Recently, I've felt like the spirit of
Jean-Paul Sartre has jumped on my back and insisted that I carry him on all my runs while he reads Being and Nothingness to me. The busy season at work hit right as the busy season for baby planning got into full swing, and my life has gotten crazy. Granted, I know that once the baby arrives it will be worse, but I just can't wait way. I'm too excited for words. Frightened out of my mind as well, but I am still excited. Luckily, I have managed to keep up with running and working out over the summer, but it has started to wear on me. I won't lie it has been difficult at times, but Running is important to me, so I've made sacrifices and been flexible. I've run in the evenings despite brutal heat, I've switched rest days, and I done cross training at lunch so I could sleep in and give my body rest following long nights of baby shower planning, Bradley classes, and moving. I even switched gyms to the University gym where I work rather than the Y because it is more convenient (and cheaper). However, running without a major race on the horizon has gotten increasingly difficult. I've start to ask myself does it really matter if I skip a day or if I don't hit 20 miles for the week. I feel like I'm being visit by the spirits of dead French existentialists, who want me to feel nothing and embrace pointlessness of my Sisyphean toil.
They know that I would love nothing more to run a Half Marathon this fall, but with the unknown arrival time of my son looming, it is just not a real option. The spirits of these dead French intellectuals noticed recently that despite my desire to run and exercise being present, my spark was noticeably lacking. I am just pushing rocks up a hill knowing that they're going to roll back down. Damn You Camus!!! I have gotten tired of running in the same places, covering the same ground, and efforts to change things up haven't seem to help. Sartre just keeps jabbering away in my ear with each step I take! I think he wants me to wear a beret.

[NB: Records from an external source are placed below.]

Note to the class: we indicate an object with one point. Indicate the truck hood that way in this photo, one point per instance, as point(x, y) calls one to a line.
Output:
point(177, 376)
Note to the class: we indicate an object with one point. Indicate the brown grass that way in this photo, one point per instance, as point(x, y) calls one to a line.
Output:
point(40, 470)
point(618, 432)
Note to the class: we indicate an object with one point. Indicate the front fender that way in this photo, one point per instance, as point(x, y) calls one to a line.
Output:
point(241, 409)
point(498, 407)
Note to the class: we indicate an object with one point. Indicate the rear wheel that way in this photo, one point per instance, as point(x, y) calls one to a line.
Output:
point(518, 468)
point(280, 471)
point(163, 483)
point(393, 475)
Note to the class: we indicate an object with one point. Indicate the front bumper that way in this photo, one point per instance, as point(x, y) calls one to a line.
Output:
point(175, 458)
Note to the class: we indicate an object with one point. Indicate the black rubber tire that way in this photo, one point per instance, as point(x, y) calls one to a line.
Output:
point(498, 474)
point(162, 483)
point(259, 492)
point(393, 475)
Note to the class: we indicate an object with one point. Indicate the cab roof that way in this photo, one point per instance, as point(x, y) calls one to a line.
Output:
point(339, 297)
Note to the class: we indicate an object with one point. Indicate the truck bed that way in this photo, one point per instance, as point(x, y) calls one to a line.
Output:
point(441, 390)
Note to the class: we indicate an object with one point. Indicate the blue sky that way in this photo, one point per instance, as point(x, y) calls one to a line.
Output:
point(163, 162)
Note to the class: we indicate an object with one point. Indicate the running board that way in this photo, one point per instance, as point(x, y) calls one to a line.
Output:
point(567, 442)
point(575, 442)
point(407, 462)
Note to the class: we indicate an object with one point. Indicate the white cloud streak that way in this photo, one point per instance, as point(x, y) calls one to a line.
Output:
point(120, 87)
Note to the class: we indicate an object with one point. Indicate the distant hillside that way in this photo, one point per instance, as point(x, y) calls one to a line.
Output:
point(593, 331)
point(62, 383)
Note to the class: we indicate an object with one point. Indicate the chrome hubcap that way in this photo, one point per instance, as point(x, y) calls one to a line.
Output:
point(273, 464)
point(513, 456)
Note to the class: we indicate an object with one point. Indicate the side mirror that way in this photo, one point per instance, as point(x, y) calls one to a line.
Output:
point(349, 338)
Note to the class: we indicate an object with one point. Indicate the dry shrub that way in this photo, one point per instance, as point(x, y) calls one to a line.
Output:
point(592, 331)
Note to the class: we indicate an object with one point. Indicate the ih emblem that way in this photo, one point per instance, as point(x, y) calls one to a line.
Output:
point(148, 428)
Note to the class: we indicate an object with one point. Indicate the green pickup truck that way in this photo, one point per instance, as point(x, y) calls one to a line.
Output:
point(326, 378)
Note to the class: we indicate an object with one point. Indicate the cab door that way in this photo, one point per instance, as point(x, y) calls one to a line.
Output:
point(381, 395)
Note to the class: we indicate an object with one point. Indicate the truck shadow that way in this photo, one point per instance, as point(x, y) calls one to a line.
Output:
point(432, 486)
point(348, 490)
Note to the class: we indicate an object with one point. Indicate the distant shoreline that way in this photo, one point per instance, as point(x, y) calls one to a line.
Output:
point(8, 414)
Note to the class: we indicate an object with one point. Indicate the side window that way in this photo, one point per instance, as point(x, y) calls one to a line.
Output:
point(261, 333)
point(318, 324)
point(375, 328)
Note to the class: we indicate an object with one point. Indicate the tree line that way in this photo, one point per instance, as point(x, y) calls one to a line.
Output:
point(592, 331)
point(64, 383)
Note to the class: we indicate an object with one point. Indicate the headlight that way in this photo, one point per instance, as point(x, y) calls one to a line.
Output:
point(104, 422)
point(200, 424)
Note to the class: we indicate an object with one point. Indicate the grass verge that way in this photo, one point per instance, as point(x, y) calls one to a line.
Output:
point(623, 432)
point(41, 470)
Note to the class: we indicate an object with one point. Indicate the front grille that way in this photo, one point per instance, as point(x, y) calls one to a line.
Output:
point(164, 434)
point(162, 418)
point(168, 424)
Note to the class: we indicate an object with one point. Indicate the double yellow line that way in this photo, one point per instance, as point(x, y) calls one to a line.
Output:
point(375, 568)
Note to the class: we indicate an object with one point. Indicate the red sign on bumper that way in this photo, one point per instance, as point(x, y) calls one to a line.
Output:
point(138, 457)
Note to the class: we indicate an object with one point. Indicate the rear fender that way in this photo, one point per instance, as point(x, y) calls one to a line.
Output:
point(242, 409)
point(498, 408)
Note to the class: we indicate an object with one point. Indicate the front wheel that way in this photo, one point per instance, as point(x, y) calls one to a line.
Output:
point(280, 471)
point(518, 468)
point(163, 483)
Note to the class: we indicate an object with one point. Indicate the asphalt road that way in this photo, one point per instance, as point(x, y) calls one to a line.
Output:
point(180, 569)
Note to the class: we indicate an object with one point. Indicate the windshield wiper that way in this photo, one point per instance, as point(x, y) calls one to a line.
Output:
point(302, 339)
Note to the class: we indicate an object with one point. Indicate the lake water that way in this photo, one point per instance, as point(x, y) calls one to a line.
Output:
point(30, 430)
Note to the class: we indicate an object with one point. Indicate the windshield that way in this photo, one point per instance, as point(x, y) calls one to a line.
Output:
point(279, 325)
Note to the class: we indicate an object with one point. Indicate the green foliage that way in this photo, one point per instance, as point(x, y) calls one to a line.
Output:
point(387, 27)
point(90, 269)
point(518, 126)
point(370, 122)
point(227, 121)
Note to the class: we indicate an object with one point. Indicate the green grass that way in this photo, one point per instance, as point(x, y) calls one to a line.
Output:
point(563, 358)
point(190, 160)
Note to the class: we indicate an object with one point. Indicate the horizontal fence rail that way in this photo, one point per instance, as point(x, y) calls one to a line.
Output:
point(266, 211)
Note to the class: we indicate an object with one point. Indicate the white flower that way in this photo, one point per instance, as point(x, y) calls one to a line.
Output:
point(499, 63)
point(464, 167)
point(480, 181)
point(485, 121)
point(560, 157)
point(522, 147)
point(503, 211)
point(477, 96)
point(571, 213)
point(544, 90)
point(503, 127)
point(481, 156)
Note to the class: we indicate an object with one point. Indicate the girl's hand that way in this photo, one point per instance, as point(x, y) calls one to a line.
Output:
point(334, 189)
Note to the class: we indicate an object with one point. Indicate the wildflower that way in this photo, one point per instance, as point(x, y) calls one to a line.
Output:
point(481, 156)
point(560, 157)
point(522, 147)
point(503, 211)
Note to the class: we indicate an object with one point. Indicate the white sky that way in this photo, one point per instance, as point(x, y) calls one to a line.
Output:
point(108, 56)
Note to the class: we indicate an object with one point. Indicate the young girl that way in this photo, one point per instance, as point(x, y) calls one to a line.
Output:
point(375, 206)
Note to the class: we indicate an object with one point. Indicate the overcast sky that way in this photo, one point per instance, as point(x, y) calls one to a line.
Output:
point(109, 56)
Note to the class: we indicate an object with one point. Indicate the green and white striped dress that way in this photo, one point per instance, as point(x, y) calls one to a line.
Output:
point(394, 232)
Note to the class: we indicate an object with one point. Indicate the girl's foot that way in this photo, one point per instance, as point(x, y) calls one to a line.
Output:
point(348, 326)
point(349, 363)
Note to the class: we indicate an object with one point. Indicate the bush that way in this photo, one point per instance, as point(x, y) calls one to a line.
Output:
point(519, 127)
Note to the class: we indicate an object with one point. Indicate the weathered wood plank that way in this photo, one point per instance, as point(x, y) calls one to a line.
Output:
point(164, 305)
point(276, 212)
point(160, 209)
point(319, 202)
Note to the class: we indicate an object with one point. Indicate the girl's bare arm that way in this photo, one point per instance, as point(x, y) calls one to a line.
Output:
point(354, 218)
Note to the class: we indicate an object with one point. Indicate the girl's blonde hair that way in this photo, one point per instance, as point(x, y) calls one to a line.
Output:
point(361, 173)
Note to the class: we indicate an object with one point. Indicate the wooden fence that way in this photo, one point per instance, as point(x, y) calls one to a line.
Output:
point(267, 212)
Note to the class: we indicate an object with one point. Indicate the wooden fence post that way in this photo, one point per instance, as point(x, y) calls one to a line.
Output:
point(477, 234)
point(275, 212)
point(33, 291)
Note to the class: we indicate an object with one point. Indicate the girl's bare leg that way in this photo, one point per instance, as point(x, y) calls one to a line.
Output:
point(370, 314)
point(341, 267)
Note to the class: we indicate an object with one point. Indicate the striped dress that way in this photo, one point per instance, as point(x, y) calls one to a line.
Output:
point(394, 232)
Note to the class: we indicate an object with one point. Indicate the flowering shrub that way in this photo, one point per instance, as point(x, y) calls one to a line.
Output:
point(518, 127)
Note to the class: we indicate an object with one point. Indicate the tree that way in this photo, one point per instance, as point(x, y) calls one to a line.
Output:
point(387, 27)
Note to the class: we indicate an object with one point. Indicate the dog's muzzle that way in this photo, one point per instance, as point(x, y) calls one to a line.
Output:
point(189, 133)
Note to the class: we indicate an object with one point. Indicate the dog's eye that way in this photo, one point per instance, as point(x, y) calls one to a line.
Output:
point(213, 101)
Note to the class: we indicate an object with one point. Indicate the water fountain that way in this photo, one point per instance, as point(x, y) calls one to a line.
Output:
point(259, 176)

However, changing gyms seemed to really help reignite my workouts. I enjoyed walking into the campus gym and thinking about all the different ways I could change my workouts or make my current workouts fit in this new place, and I found myself eagerly anticipating my next workout. The French Philosophers didn't have membership cards so I was able to leave them at the door as they began to talk about
Jacques Derrida behind his back. The effect changing gyms had on me got me thinking about what I could to help my running. I thought about doing track workouts, but the track is really where I go to alleviate boredom, plus I have been trying to incorporate sprints into my cross training, so the track didn't seem like the answer. I thought about going to different parks and tried changing routes, but it just wasn't working. I mixed up my music, tried running without music but that just invited Sartre to being talking to me about his life with Simone de Beauvoir, which just got weird! My spark just wasn't there. I blamed the heat. I blame the heat for everything, but on days when it was cool, still no spark, no fire, no passion, I was running because that's what I do. In my head I was screaming damn it . . . I am
Sisyphus!
I was beginning to resign myself to my running life turning into a feeling-less Prozac-esque haze until, I could start training for my next big race, but luckily the answer hit me on my way to Umstead on Sunday . . .Trails! I should run trails! I love running trails. Trails were where my passion for running was born and that is where I knew that I would find it again. So, instead of heading to the airport entrance to Umstead, I pulled my car in the the main parking lot where several trail heads are located and hit the old Company Mill Trail.
Hello Spark! I was in love again. I could see vivid color and the
Existential nihilism that was threatening to take over my running was gone! I kicked Sartre in the teeth as I ran along side of a rain swollen stream, I chucked Camus into oblivion as I hurdled a fallen tree that blocked the path. Halfway though my run I felt like scream that I wasn't going to wear their stinking beret because I got my spark back and the fire was burning bright! Trails were my answer. I hadn't been running trails because I was afraid of getting injured before a race. But, with no major races upcoming, trails were once again an option. I love the level of concentrations that running trails require. I need to focus on the ground in front of me that it was easy to ignore the whispers, shouts, and cries of all the long dead French philosophers questioning my reason for running. The trails were my salvation, and I just enjoyed my run with a peace that has been lacking for the last few months.